Resident Andrew T. Fox, son of former police Chief Thomas Fox and a state trooper out of Lee, asked Select Board members Jason Boyer, Pandora Hague and Chairman Keith Cortis the process by which they selected Chief Jennifer Dubiel for the part-time position.

"The process was not fair by any stretch of the imagination," he said when speaking in support of job candidate John "Jack" Godfrey, 61, of Montgomery.

Godfrey, contacted at home after the meeting Tuesday evening, said he learned of the opening from a posting at Town Hall and submitted his application materials by the closing date of July 9. The board, consisting of Hague and Boyer in Cortis' absence, appointed Dubiel the following evening at its July 10 meeting without interviewing Godfrey for the job, the only other candidate.

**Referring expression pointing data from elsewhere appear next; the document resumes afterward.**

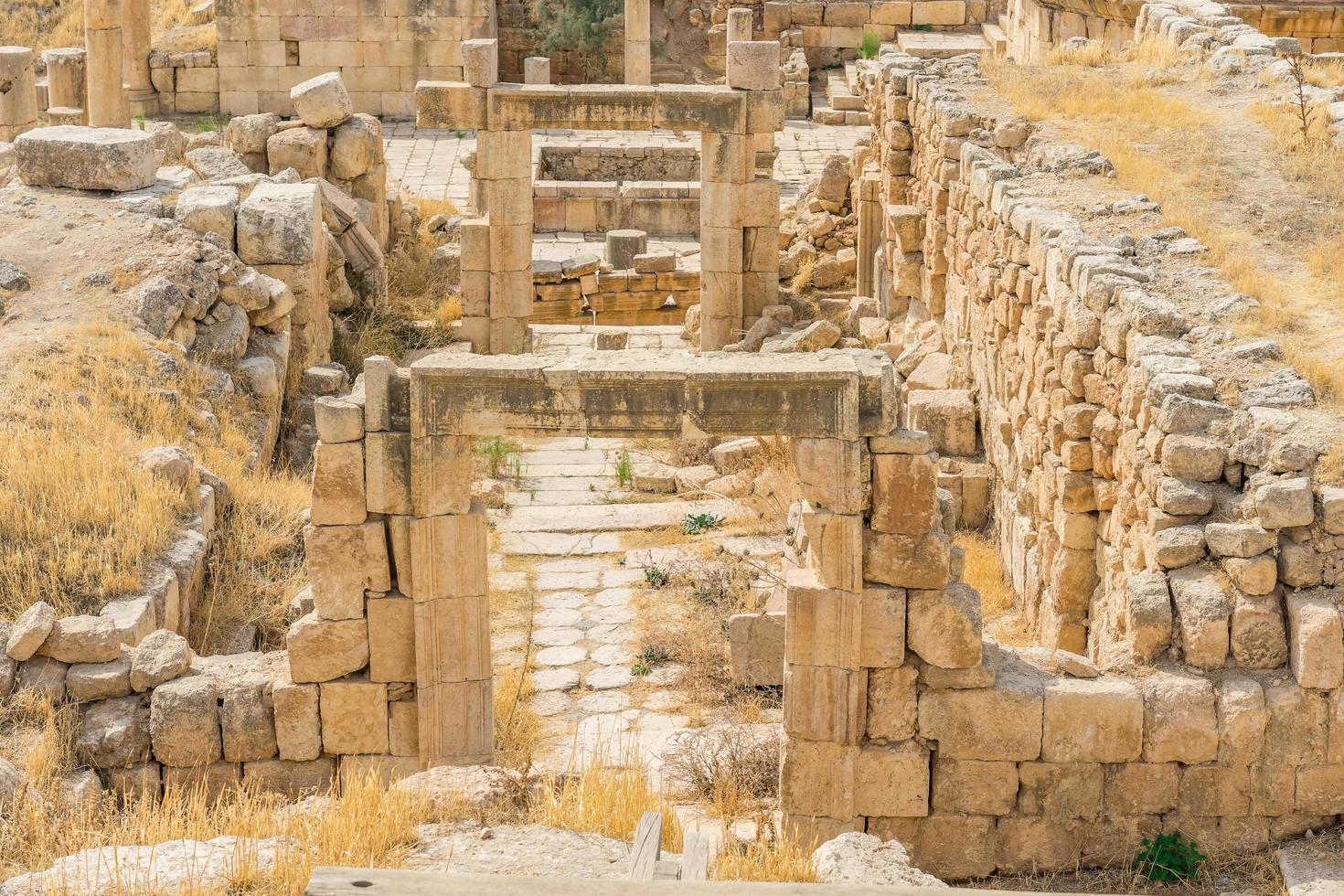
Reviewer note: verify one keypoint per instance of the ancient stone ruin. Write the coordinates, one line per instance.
(849, 378)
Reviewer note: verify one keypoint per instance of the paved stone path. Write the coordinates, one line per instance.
(429, 163)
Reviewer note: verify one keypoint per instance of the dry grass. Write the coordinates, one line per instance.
(78, 540)
(769, 858)
(605, 798)
(43, 25)
(803, 277)
(418, 312)
(1171, 151)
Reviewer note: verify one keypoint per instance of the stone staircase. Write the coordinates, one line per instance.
(841, 101)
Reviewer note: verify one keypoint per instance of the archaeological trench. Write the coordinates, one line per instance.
(977, 354)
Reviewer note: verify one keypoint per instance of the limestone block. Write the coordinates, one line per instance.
(452, 640)
(835, 547)
(1061, 790)
(208, 781)
(246, 720)
(975, 787)
(1149, 612)
(1180, 721)
(441, 475)
(1191, 457)
(944, 626)
(882, 632)
(823, 624)
(339, 569)
(354, 716)
(1285, 504)
(114, 733)
(480, 62)
(948, 415)
(1215, 790)
(297, 720)
(88, 157)
(1097, 720)
(88, 681)
(1298, 724)
(291, 779)
(824, 704)
(1320, 790)
(752, 65)
(755, 643)
(892, 709)
(357, 146)
(337, 420)
(280, 225)
(817, 778)
(304, 149)
(1203, 612)
(907, 560)
(891, 781)
(208, 209)
(1029, 845)
(1258, 635)
(323, 101)
(82, 638)
(185, 721)
(30, 629)
(449, 555)
(391, 638)
(322, 649)
(403, 729)
(339, 484)
(1003, 721)
(831, 473)
(1141, 787)
(1316, 640)
(903, 498)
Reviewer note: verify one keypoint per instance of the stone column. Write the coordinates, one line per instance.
(65, 78)
(740, 25)
(504, 188)
(740, 212)
(17, 93)
(869, 235)
(638, 53)
(537, 70)
(449, 544)
(826, 680)
(136, 39)
(106, 102)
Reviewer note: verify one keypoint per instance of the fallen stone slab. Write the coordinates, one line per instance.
(76, 157)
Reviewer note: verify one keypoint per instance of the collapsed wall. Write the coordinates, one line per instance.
(1158, 504)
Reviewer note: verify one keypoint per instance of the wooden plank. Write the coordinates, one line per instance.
(695, 856)
(368, 881)
(646, 848)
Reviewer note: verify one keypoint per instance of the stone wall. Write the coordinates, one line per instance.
(1156, 511)
(380, 48)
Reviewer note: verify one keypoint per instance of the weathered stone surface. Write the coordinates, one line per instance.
(1098, 720)
(30, 629)
(82, 638)
(325, 649)
(88, 157)
(160, 657)
(114, 732)
(863, 859)
(322, 101)
(185, 721)
(1180, 723)
(944, 626)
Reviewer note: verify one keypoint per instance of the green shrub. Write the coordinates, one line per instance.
(1168, 859)
(869, 46)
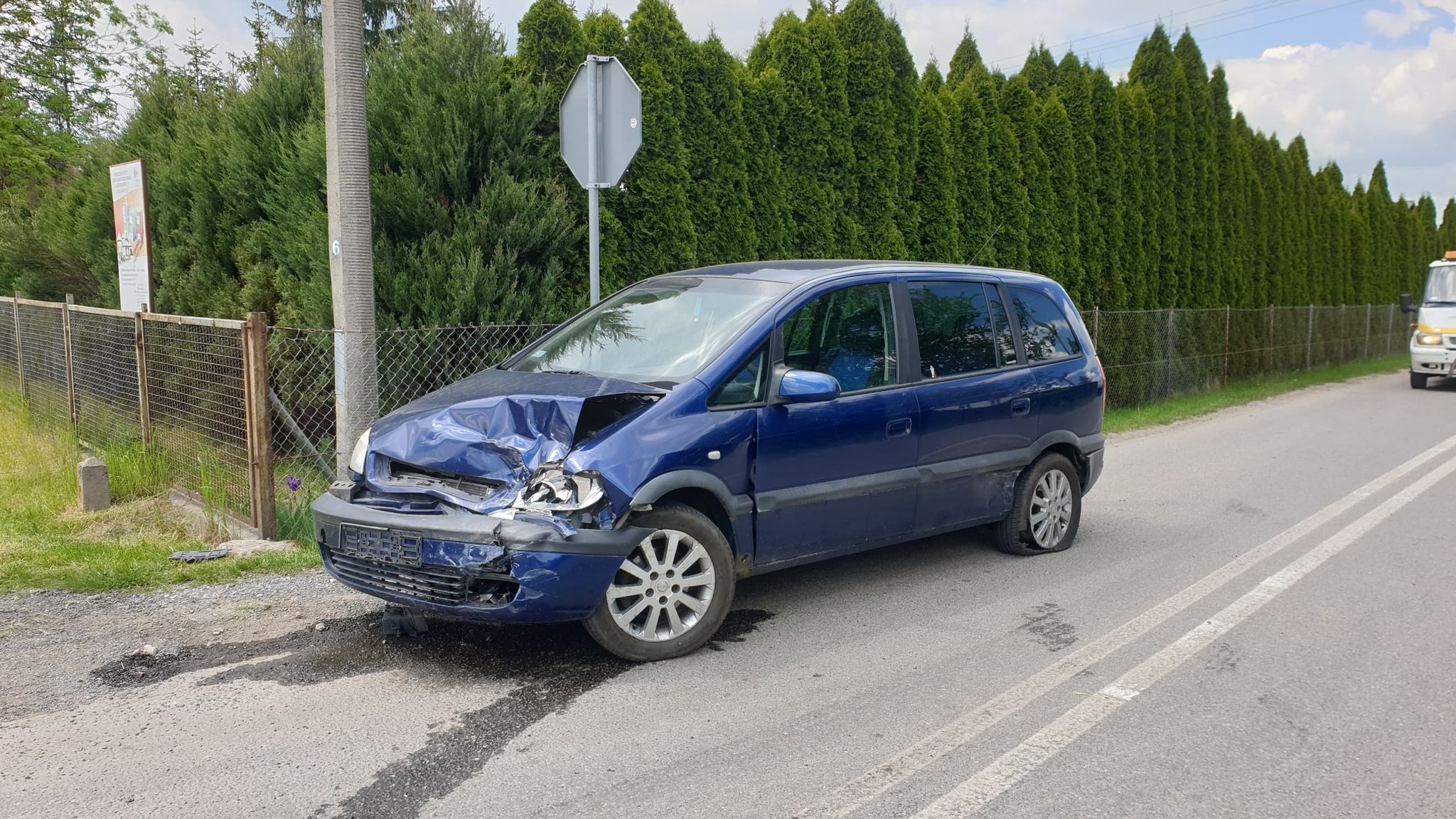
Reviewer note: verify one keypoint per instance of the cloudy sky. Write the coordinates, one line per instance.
(1361, 79)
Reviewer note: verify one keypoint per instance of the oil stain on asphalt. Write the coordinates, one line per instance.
(554, 665)
(1046, 624)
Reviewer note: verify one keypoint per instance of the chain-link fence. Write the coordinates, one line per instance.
(244, 419)
(172, 390)
(1150, 356)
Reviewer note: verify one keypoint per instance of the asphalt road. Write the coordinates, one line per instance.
(1257, 621)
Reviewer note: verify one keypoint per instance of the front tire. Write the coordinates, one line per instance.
(672, 594)
(1046, 509)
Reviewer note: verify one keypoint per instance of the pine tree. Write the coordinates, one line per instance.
(933, 197)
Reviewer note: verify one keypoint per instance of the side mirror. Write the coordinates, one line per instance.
(807, 387)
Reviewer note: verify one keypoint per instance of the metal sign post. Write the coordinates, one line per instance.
(600, 133)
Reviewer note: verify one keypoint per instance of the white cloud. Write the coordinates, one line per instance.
(1359, 104)
(1398, 23)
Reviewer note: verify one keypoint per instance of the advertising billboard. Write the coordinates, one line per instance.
(129, 205)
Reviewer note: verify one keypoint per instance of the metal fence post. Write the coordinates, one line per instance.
(70, 368)
(1310, 341)
(1366, 352)
(1168, 358)
(1268, 347)
(143, 394)
(258, 424)
(19, 347)
(1228, 319)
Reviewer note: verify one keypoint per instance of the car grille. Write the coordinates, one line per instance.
(434, 583)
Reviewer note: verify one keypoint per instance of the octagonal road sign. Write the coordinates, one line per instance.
(618, 115)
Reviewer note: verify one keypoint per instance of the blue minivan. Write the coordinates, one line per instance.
(704, 426)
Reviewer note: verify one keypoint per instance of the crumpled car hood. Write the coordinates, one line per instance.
(503, 424)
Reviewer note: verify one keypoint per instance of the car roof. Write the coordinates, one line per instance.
(804, 272)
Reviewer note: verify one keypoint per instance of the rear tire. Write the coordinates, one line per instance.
(1051, 491)
(672, 592)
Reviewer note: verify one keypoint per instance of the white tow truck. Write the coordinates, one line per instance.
(1433, 344)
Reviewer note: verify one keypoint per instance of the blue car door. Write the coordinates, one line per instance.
(837, 476)
(978, 416)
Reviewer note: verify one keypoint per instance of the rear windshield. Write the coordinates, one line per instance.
(658, 333)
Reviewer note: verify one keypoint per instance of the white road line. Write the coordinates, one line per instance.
(899, 769)
(1014, 766)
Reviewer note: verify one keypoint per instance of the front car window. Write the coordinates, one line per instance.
(1440, 286)
(954, 328)
(850, 334)
(1046, 333)
(658, 333)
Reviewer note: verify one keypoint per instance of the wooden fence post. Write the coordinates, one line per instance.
(19, 347)
(143, 394)
(70, 366)
(259, 427)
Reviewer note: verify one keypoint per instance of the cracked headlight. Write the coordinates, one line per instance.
(357, 456)
(552, 490)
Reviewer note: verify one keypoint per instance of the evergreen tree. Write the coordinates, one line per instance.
(970, 169)
(1054, 134)
(551, 44)
(717, 141)
(654, 210)
(1447, 241)
(965, 60)
(933, 196)
(805, 139)
(877, 137)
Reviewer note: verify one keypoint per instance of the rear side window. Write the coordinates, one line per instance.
(1044, 330)
(954, 328)
(1005, 341)
(850, 334)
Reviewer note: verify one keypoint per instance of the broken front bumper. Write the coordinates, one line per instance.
(471, 566)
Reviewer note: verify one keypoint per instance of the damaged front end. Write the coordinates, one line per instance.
(462, 502)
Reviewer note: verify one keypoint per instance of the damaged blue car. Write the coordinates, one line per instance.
(704, 426)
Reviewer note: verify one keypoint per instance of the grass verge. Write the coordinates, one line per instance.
(1236, 394)
(47, 542)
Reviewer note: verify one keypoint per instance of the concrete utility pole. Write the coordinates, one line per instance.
(351, 248)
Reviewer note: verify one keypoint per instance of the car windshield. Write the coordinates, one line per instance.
(1440, 286)
(658, 333)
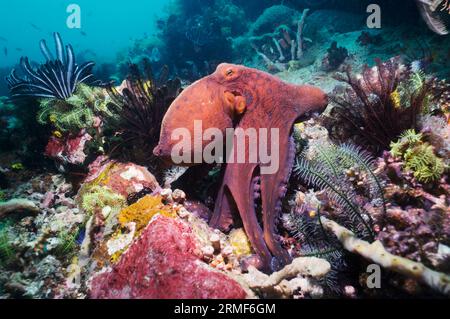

Godfrey retired as a trooper at the Russell State Police barracks after 25 years, was the head of security at Stanley Park in Westfield for two years, holds a bachelor of arts degree in criminal justice, is a graduate of the police academy and a former United States Marine and Vietnam veteran.

Dubiel, a Westfield resident, is a full-time police officer at Mount Holyoke College in South Hadley, graduated from a special state police academy for campus police, has been a Russell police officer for the past three years, rising to the rank of sergeant, and is currently studying for an associate's degree in criminal justice at Holyoke Community College.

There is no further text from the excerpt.